I’m sitting in the sun on the beach on the northern Puget Sound, listening to the relentless cries of seagulls. We’ve been here four days and they bicker day and night, night and day, never resting. I hear them at 3pm while I watch the water, wondering whether I remembered to sunscreen the littles today, and I hear them at 4am while Greg and the littles snore around me. Bicker, bicker, bicker all the time. Or maybe they’re celebrating and not fighting at all; my kids will tell you I get those confused sometimes.
The kids are arguing on the shore about who’s going to be the fetcher and who’s going to be the thrower. They’re on all fours, carrying pieces of driftwood in their teeth, racing toward the water and away, bickering, bickering, bickering. Or celebrating; what do I know?
A harbor seal keeps poking his head out of the water, stretching higher and higher to see, like a toddler at the window sill standing on his tiptoes. I think he wants to be a fetcher but he doesn’t know how to ask.
The ocean breeze is blowing off the water in gusts that smell like clean and sometimes like rot. We sit here together and breathe them both deeply, the fresh air and the wafting stench. It feels like all of life, this moment.
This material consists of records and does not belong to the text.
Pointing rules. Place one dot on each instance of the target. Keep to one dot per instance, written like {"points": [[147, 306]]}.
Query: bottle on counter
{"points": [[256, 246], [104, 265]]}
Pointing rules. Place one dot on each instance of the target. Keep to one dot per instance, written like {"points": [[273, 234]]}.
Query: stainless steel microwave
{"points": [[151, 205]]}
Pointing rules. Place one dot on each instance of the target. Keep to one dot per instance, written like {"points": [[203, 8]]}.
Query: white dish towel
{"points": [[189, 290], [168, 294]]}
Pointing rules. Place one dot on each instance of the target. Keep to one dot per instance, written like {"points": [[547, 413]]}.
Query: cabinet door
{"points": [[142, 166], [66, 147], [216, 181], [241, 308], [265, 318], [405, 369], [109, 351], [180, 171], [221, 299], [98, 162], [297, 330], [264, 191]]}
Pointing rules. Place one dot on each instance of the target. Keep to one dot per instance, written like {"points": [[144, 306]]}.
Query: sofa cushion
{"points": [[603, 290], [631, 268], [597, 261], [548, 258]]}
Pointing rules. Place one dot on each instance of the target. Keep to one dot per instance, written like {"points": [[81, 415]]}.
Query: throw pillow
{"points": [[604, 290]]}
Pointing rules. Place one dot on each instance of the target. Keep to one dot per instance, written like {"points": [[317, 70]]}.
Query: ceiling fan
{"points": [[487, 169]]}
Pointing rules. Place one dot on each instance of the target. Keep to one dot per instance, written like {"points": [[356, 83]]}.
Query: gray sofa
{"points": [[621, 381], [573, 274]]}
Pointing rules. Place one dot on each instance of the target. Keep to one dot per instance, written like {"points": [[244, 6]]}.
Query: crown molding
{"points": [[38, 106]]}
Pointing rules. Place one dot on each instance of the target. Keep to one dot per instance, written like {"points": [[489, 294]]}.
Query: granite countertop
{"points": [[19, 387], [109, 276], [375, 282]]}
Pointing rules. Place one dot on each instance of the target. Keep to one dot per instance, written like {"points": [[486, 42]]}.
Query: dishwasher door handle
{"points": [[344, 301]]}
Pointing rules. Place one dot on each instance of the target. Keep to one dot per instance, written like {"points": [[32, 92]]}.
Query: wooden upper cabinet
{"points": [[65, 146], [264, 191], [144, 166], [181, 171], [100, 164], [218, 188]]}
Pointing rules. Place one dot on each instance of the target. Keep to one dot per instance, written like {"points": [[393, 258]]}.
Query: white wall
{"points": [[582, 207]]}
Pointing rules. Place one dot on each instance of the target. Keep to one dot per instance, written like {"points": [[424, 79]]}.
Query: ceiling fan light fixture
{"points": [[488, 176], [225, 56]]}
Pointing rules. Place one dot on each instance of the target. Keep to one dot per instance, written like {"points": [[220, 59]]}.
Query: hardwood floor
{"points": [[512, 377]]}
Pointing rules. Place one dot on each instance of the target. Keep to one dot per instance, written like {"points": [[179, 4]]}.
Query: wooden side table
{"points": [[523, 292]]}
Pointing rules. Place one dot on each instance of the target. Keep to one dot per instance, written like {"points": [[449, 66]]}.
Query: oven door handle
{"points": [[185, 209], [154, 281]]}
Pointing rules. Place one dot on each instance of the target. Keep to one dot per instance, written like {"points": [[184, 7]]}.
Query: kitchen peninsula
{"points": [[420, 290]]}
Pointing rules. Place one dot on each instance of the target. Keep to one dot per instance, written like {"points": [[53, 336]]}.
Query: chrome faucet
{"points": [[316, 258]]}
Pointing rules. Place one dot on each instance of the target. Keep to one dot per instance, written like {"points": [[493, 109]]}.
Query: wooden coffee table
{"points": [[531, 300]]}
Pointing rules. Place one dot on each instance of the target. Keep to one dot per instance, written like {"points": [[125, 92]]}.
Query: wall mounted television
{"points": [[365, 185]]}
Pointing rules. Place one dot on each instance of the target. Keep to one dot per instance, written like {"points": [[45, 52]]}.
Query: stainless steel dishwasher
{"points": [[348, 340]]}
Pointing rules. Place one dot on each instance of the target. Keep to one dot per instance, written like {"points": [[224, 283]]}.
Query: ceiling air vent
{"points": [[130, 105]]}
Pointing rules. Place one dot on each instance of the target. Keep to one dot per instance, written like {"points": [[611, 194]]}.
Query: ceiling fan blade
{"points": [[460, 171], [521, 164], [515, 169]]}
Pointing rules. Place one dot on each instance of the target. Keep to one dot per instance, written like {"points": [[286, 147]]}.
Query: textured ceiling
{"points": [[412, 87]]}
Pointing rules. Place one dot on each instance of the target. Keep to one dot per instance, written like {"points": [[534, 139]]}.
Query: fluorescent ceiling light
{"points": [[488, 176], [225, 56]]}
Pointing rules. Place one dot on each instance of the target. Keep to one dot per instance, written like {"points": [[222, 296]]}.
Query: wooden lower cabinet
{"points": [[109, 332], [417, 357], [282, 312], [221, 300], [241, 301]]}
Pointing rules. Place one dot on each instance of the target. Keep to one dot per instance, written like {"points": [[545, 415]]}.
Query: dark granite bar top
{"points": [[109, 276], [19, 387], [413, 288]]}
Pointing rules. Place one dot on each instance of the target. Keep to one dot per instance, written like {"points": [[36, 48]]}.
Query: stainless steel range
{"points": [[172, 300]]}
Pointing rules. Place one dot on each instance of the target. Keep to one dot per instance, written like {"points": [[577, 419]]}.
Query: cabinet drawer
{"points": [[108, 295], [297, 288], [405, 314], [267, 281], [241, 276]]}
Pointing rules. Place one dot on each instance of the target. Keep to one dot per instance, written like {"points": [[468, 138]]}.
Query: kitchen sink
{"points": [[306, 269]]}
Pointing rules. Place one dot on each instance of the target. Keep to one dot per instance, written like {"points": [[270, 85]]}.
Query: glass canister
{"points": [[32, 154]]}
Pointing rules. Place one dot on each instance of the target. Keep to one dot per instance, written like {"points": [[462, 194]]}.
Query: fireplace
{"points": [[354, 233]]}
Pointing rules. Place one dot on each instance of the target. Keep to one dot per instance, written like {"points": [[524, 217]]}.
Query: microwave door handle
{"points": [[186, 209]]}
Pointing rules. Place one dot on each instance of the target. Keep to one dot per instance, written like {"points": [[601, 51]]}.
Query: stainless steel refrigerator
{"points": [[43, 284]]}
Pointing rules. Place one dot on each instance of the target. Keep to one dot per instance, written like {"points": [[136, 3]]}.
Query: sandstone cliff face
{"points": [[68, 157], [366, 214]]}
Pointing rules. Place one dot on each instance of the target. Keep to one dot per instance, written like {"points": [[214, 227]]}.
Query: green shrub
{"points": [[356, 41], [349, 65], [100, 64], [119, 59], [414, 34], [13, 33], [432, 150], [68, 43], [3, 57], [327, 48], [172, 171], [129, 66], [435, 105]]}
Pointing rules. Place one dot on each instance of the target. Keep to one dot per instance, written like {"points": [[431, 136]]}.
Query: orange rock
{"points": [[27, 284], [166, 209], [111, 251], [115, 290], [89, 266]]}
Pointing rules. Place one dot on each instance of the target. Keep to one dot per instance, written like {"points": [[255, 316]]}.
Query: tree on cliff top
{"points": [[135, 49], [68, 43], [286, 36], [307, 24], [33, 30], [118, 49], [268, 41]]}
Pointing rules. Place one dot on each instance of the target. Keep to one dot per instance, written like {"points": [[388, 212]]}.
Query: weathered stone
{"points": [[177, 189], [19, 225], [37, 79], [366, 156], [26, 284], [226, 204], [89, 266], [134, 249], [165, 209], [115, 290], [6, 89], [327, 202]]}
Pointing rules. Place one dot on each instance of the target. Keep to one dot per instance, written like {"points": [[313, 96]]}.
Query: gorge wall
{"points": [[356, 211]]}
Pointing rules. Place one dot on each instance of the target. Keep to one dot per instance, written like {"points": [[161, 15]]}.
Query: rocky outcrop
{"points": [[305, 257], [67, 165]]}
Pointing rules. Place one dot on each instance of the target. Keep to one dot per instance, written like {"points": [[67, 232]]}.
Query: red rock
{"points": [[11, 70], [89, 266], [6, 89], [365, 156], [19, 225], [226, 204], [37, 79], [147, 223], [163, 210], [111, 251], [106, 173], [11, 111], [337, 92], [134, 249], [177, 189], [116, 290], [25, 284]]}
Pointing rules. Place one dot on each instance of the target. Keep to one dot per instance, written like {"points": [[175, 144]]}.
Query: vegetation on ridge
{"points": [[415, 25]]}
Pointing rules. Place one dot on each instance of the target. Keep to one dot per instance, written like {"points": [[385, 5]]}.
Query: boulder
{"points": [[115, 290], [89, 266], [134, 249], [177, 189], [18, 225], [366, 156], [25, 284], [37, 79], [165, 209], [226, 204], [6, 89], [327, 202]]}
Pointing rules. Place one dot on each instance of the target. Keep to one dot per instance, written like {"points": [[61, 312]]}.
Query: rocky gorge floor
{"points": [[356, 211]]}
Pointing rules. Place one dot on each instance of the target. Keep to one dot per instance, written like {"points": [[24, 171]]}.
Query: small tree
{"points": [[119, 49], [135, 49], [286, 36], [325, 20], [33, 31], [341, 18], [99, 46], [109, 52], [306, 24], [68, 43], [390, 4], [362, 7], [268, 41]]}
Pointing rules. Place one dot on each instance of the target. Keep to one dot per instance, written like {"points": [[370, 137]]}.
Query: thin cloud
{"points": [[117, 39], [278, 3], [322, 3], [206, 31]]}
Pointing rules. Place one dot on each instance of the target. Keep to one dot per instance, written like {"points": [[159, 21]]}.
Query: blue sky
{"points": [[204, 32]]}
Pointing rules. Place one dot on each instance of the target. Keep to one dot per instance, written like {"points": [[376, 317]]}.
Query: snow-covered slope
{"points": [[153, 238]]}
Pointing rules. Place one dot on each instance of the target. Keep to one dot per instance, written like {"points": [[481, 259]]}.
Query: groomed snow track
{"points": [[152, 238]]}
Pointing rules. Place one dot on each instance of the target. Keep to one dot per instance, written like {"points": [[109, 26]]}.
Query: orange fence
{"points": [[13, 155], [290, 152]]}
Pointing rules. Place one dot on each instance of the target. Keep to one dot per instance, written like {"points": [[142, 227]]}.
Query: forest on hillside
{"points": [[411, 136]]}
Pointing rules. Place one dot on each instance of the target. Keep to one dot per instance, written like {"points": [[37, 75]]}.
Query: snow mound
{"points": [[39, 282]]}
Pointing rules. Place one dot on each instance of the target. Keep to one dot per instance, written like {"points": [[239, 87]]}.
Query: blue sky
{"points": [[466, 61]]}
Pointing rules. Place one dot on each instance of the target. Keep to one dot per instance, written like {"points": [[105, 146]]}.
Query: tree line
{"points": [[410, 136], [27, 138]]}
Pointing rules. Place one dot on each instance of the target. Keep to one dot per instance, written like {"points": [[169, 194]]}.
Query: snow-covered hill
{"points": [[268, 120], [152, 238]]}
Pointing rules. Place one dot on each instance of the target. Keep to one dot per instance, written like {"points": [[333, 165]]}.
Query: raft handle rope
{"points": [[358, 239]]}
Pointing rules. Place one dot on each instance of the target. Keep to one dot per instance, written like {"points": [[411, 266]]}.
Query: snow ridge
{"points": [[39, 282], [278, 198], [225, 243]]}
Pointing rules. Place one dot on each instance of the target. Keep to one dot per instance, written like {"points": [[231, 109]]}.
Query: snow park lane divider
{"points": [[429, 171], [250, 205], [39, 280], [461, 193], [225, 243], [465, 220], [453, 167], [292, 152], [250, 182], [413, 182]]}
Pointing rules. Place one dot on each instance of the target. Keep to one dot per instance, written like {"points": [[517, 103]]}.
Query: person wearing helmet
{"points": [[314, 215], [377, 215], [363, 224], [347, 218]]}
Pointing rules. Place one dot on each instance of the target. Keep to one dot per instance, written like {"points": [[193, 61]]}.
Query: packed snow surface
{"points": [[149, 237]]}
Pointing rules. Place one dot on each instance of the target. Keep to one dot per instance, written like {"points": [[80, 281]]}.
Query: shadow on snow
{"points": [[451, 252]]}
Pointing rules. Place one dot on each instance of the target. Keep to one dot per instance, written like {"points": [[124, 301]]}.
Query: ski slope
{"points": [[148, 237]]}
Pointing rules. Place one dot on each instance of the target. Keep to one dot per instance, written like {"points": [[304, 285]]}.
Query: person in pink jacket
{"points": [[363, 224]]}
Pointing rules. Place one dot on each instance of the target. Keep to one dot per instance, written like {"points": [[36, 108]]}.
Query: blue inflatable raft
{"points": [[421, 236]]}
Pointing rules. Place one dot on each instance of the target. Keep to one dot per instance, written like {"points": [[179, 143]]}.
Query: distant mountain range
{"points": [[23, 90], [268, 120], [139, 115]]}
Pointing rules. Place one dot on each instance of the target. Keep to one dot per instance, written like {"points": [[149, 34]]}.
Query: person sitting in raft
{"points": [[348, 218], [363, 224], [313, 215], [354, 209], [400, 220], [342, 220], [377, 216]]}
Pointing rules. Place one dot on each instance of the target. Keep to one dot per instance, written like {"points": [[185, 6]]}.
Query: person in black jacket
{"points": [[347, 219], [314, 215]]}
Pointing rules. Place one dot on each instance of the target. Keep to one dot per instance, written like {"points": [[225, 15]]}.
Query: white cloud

There’s sand in my shoes, the same sand that used to bother me, make me sigh and wonder how I’d get it all out later, tense about the work, the work and all the work to clean up this insidious mess. Now I enjoy the grit between my toes, smoothing out the rough edges even while it wears away the shine of my polish and defines the wrinkles in my toes with dirt and grime. I don’t know when the sand changed for me from irritant to pleasure, but here we are.